Il représente la manifestation. Il n’a pas besoin de tuer pour manger, il est impitoyable en cas de provocation et peut détruire toute une forêt. Grâce à ses grandes oreilles il entend tout, mais ne retient que les paroles vraies et durables. Sa tête symbolise la fidélité, l’intelligence, la faculté de discernement. Sa trompe symbolise le « OM ». Il possède différents noms : Ganapati, Ekadanta, Vinayaka, Heramba, etc., c’est le Dieu protecteur du foyer. Il est invoqué avant d’entreprendre toute entreprise, pour lever des obstacles. Il est vénéré dans l’Inde entière, son culte est familier mais il existe aussi des pratiques occultes de tantrisme.

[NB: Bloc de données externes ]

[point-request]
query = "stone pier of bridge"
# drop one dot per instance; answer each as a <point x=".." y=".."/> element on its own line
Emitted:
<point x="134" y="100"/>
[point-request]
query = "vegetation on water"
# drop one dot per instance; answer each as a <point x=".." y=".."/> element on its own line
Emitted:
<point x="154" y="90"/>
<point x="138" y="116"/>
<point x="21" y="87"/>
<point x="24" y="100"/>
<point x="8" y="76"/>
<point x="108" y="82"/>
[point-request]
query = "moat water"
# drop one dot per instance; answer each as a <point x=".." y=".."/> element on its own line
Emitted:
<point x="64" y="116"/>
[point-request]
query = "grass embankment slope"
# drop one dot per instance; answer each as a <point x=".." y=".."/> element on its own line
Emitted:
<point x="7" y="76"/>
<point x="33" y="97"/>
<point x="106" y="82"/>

Dans la main droite supérieure, il tient une petite hache qui représente la restriction de tous les désirs, qui apportent douleur et souffrance, elle sert aussi à repousser et détruire les obstacles et à mener l’être humain vers la vérité. Dans la main gauche supérieure il tient un nœud et/ou un lotus, avec le nœud il retient l’attention dans la vérité de l’absolu. Avec le lotus est la pure nature absolue et immaculée, l’objectif le plus élevé de la nature humaine. Dans la main droite inférieure il fait le mudra (Abhâva) qui libère de la peur. Dans la main gauche inférieure, il offre une confiture de lait et riz grillé qui représente la satisfaction, la plénitude que l’on peut atteindre. Il est parfois présenté avec un trident qui représente l’énergie du temps (passé, présent, futur) et la supériorité de Ganesha sur eux.

Chaque purana relate une histoire différente sur la naissance de Ganesha ainsi que de nombreuses légendes sur la raison de sa tête d’éléphant.